After treatment, mean visual acuity improved significantly from 0.87±0.15 to 0.9±0.1 in Group 1, and from 0.19±0.15 to 0.37±0.3 in Group 2 (p < 0.05; Fig.1). In addition, Lang II random-dot test and Titmus stereo fly test demonstrated that the stereovision improved in children with amblyopia (Group 2). Moreover, the time till the occurrence of stereo effect improved from 6.6±3.0 sec to 5.33±3.2 sec in Group 1 (p < 0.05). Furthermore, contrast sensitivity increased from 2.04±0.5 points to 2.22±0.5 points in Group 1, and did not change from baseline (1.1±0.7 points) in Group 2 (Fig. 2). Therefore, our treatment resulted in an improvement of contrast sensitivity in patients with congenital myopia, but did not improve contrast sensitivity patients with myopia associated with amblyopia. Table 1 presents color perception data for patients of both groups at baseline and after treatment.

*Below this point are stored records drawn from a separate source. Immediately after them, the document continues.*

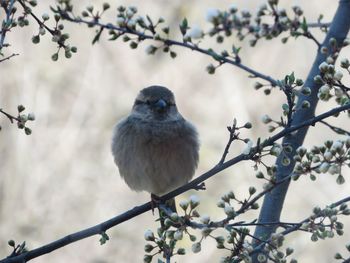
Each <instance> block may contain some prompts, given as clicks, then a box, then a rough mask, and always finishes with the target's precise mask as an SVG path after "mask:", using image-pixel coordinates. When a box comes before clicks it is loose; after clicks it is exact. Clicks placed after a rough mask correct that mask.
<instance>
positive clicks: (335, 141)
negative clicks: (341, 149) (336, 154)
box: [331, 140, 343, 151]
mask: <svg viewBox="0 0 350 263" xmlns="http://www.w3.org/2000/svg"><path fill="white" fill-rule="evenodd" d="M341 148H343V142H342V141H339V140H338V141H335V142H334V143H333V144H332V148H331V149H332V150H334V151H339V150H340V149H341Z"/></svg>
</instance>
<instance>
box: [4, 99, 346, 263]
mask: <svg viewBox="0 0 350 263" xmlns="http://www.w3.org/2000/svg"><path fill="white" fill-rule="evenodd" d="M349 109H350V104H347V105H344V106H341V107H337V108H334V109H332V110H330V111H328V112H325V113H323V114H320V115H318V116H316V117H314V118H312V119H309V120H307V121H304V122H303V123H300V124H299V125H295V126H291V127H289V128H285V129H284V130H282V131H281V132H279V133H277V134H276V135H274V136H272V137H270V138H269V139H267V140H266V141H264V142H263V143H262V144H260V147H261V148H264V147H266V146H269V145H272V144H273V143H274V142H275V141H277V140H279V139H281V138H282V137H284V136H285V135H287V134H290V133H292V132H294V131H296V130H299V129H300V128H302V127H306V126H310V125H314V124H315V123H317V122H319V121H321V120H323V119H325V118H328V117H330V116H333V115H334V114H336V113H340V112H342V111H345V110H349ZM260 150H261V149H257V148H256V147H255V148H252V155H254V154H255V153H257V152H259V151H260ZM249 159H250V155H244V154H241V155H239V156H237V157H235V158H233V159H231V160H228V161H226V162H224V163H223V164H222V165H220V166H218V165H217V166H215V167H214V168H212V169H211V170H209V171H208V172H206V173H204V174H202V175H201V176H199V177H198V178H196V179H194V180H192V181H191V182H189V183H188V184H186V185H184V186H181V187H179V188H177V189H175V190H174V191H172V192H170V193H168V194H166V195H164V196H162V197H161V199H162V200H168V199H171V198H173V197H175V196H177V195H179V194H182V193H184V192H186V191H188V190H190V189H193V188H194V187H195V186H196V185H198V184H200V183H202V182H204V181H205V180H207V179H208V178H210V177H212V176H214V175H216V174H218V173H219V172H221V171H222V170H224V169H226V168H228V167H230V166H232V165H234V164H236V163H238V162H241V161H244V160H249ZM252 201H253V200H252ZM151 209H152V205H151V202H147V203H145V204H143V205H140V206H136V207H134V208H132V209H130V210H128V211H126V212H124V213H122V214H120V215H118V216H116V217H113V218H111V219H109V220H107V221H105V222H103V223H101V224H98V225H95V226H92V227H90V228H87V229H84V230H81V231H79V232H76V233H73V234H70V235H68V236H66V237H63V238H61V239H58V240H56V241H53V242H51V243H49V244H47V245H44V246H42V247H38V248H36V249H33V250H30V251H28V252H25V253H23V254H21V255H17V256H15V257H11V258H5V259H3V260H0V263H15V262H16V263H22V262H26V261H29V260H31V259H33V258H36V257H39V256H41V255H44V254H47V253H50V252H52V251H54V250H57V249H59V248H61V247H63V246H66V245H68V244H71V243H73V242H76V241H78V240H81V239H84V238H87V237H90V236H93V235H98V234H101V233H102V232H105V231H106V230H108V229H110V228H112V227H114V226H116V225H118V224H121V223H123V222H125V221H127V220H130V219H132V218H134V217H136V216H138V215H140V214H143V213H145V212H147V211H149V210H151Z"/></svg>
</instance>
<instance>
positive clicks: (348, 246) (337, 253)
mask: <svg viewBox="0 0 350 263" xmlns="http://www.w3.org/2000/svg"><path fill="white" fill-rule="evenodd" d="M345 248H346V250H347V252H350V243H349V244H347V245H345ZM348 257H349V256H346V257H344V256H342V254H340V253H339V252H337V253H336V254H335V255H334V259H338V260H342V262H344V261H345V260H346V259H347V258H348Z"/></svg>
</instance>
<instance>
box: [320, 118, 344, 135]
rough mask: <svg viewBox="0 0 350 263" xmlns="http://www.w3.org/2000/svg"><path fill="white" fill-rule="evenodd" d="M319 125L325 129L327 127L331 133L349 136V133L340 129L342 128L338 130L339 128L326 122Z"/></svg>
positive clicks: (322, 121) (325, 121)
mask: <svg viewBox="0 0 350 263" xmlns="http://www.w3.org/2000/svg"><path fill="white" fill-rule="evenodd" d="M320 123H322V124H324V125H326V126H327V127H329V128H330V129H331V130H332V131H334V132H336V133H338V134H347V135H350V132H348V131H346V130H344V129H342V128H339V127H336V126H333V125H331V124H329V123H328V122H326V121H320Z"/></svg>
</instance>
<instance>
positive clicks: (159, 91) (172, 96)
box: [132, 86, 180, 121]
mask: <svg viewBox="0 0 350 263" xmlns="http://www.w3.org/2000/svg"><path fill="white" fill-rule="evenodd" d="M132 113H133V114H137V115H139V116H141V117H142V118H143V119H145V120H159V121H162V120H168V121H171V120H177V119H178V118H179V116H180V114H179V112H178V111H177V107H176V104H175V98H174V94H173V93H172V92H171V91H170V90H169V89H167V88H165V87H162V86H150V87H147V88H144V89H142V90H141V91H140V92H139V94H138V96H137V97H136V99H135V102H134V106H133V108H132Z"/></svg>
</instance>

Color thresholds tended to improve and decreased in both groups after treatment. However, improvements in red, yellow, blue and green thresholds in Group 2 were more substantial than those in Group 1, and the improvement in yellow threshold in Group 2 was statistically significant (p = 0.03), although improvements in yellow and green thresholds in Group 1 were not statistically significant (Table 1).

Conclusion

 

Our pleoptic and orthoptic treatment substantially improved visual acuity and improved stereovision both in patients with congenital myopia alone and in those with congenital myopia complicated by amblyopia. The two groups, however, demonstrated different changes in contrast sensitivity and color perception, which confirmed the fact that amblyopia is first of all related to an impairment in contrast sensitivity. The findings indicate that administration of any concomitant therapy for myopia should depend on the presence of amblyopia, and warrant further research on this subject.